The Kaohsiung branch of the Taiwan High Court yesterday upheld the conviction of former legislator Yu Ling-ya (余玲雅), issuing a nine-month sentence on a breach-of-trust charge for arranging to use school money to pay an office assistant.
Yu, 67, was last year given a two-year jail sentence by the Kaohsiung Ciaotou District Court.
Yu appealed the ruling to the High Court, which ruled that because she had cooperated with investigators and returned the money to the school, the sentence would be reduced to a nine-month prison term.
The decision was final and cannot be appealed.
Yu won legislative elections twice, representing the Democratic Progressive Party (DPP) for districts in what was then Kaohsiung County from 1993 to 1999.
When Yu was chairwoman of Kao Yuan Technology College in 1988, she was accused of transferring money from the college to pay the salary of her office assistant, surnamed Huang (黃).
Investigators said that the payments continued until 2006 and totaled about NT$6 million (US$196,361) over the period.

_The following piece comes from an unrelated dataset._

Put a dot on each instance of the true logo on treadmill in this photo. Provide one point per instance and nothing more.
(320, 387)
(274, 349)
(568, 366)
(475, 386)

Prosecutors charged Yu with breach of trust, saying she listed Huang as an employee of the college and paid the salary from the school’s budget, despite knowing that Huang was working in her personal office.
Yu is the granddaughter of former Kaohsiung County commissioner Yu Deng-fa (余登發), a prominent independent political leader of southern Taiwan who opposed the then-one-party rule of the Chinese Nationalist Party (KMT) during the Martial Law era.
Yu Deng-fa is well known as the patriarch of the Yu family, a powerful political force for the DPP in southern Taiwan, which also included his daughter-in-law, Yu Chen Yueh-ying (余陳月瑛) — a Kaohsiung County commissioner from 1985 to 1993 — and grandson, former minister of the interior Yu Cheng-hsien (余政憲).